A narrower meaning

(b) A more artificial meaning is to take the Judgment as not formed by imperfect description, but by imperfect enumeration (understanding it almost wholly in denotation). “Some Conservatives are in favour of women’s suffrage.” This means or may mean that we have counted a certain number, large or small, who are so, and we may or may not know about the others. Thus understood, the Judgment challenges complete enumeration; it contains of course the elements of a fraction—half, most, nine-tenths of, and so on.

This again is Categorical; not merely because it implies counting, but because it implies counting units separately given to experience.

The Particular Judgment does not include our Impersonal and Demonstrative Judgments; they are not classed in the common text-books. But as referring to perception they too are categorical and assert facts, whether they have ideas to help out the perceptive reference or not. And there is no reason against including them under the Particular Judgment. The assertion, “This engine can drag a train a mile a minute,” is much the same kind of Judgment as, “Some engines can, etc.” Either of these would be false {118} if no such engines existed. These Judgments are of the essence of perception. They have the connection of content and the undefined complex of presentation struggling together in them. They assert fact.

Singular Judgment

(2) The Singular Judgment of the common Logic is pretty much our Judgment with a proper name, which I call Individual, and which, as we saw, is in part rightly called universal—because the Subject extends beyond perception, and the Predicate follows the Subject. But it is a concrete or individual Universal, not an abstract Universal, and therefore asserts the existence of its Subject. The reason why it is taken to assert the reality of its Subject must be, I suppose, that it can assert this, its Subject being a name for an existence that has limited reality within the temporal series, and cannot assert anything else, not having any general fixed content or connotation which could imply a general connection of Subject and Predicate. The general connection of content which is so fatal to the asserting of fact does not exist in this case. We see this in Mill’s instance. “The summit of Chimborazo is white,” When the Subject is a unique name with precise connotation, “The centre of gravity of the material universe is variable,” then we are passing into the abstract Universal, and I think we may take such a Judgment perhaps as one of the best examples of a conjunction of categorical and hypothetical meaning, i.e. of a connection of content ascribed to a Subject affirmed to exist. But usually one meaning or the other is uppermost.

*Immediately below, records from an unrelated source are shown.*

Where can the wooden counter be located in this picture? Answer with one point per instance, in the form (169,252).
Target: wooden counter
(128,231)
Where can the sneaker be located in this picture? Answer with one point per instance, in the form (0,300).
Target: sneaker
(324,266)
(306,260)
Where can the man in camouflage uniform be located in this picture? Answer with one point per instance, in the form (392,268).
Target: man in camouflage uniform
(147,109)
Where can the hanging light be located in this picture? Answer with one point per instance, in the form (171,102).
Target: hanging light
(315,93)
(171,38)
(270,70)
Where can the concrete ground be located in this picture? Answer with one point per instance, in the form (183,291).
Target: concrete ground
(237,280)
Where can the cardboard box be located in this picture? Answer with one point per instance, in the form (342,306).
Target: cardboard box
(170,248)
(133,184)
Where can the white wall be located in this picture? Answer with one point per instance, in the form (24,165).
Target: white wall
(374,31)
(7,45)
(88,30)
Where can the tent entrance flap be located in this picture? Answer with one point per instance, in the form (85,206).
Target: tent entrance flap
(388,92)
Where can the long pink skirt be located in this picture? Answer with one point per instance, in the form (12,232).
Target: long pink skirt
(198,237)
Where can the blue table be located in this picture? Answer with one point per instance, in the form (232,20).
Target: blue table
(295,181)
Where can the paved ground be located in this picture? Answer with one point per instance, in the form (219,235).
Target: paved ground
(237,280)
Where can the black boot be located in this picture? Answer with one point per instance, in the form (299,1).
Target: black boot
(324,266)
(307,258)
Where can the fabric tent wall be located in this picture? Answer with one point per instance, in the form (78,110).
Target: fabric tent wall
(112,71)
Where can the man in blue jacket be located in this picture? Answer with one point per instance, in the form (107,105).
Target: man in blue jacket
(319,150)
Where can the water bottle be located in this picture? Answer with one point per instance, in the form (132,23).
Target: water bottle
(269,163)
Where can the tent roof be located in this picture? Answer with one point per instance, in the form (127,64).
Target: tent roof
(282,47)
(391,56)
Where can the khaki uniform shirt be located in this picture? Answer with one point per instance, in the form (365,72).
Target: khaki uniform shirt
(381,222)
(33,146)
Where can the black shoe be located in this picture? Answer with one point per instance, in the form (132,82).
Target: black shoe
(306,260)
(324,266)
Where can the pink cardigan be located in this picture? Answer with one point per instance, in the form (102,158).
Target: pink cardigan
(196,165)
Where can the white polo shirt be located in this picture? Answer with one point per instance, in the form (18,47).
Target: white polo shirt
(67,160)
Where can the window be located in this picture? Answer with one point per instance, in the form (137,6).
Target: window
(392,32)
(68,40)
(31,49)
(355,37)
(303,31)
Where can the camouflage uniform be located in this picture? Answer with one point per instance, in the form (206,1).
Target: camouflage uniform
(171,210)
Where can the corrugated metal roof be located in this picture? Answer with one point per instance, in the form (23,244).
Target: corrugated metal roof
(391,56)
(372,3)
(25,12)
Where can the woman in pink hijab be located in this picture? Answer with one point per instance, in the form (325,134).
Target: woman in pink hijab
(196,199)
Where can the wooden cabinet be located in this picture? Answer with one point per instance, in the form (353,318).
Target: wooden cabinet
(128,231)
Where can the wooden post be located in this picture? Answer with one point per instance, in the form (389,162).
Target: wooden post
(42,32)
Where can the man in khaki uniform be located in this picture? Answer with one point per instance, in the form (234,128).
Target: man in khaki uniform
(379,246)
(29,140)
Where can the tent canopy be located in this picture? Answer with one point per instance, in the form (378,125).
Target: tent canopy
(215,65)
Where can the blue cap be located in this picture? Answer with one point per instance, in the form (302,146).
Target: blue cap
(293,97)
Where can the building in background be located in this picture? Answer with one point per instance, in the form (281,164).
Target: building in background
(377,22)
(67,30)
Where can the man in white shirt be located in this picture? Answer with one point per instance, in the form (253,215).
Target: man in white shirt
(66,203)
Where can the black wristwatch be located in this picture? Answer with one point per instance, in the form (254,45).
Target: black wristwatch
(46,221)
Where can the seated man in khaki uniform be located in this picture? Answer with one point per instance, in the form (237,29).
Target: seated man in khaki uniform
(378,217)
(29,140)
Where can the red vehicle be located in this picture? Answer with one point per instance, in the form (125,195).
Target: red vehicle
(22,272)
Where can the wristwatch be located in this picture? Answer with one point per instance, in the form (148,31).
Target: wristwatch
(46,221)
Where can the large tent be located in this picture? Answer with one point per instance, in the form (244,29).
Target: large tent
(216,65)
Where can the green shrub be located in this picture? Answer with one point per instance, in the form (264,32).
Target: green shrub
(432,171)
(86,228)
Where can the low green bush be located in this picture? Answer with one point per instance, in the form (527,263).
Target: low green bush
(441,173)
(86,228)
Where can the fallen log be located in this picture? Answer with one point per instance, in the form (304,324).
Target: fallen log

These Judgments, called Singular or Individual, correspond to the region of history or narrative. The realities {119} with which they deal have their definite position in a single system of time and space, and this is often made emphatic by the use of tenses. But these change with the date relative to the speaker, so that a Judgment with real tense must once have been false, or must become false by lapse of time. Thus the Judgment of fact may be not absolutely true. Nothing is genuinely true which a change of date can make false. The permanently true time-relations between Subject and Predicate are determined by their content, and the copula is not a tense, but a mere sign of affirmation. The Singular as Categorical is sharply distinguished from the Abstract Universal, with which common Logic classes it.

Universal Judgment

(3) Down to this point the judgment states a fact. When we come to the ordinary universal affirmative, we see at once that it may express very different meanings. In its natural meaning it strongly implies that its Subject has a particular existence within the series of time and space, but hardly asserts it.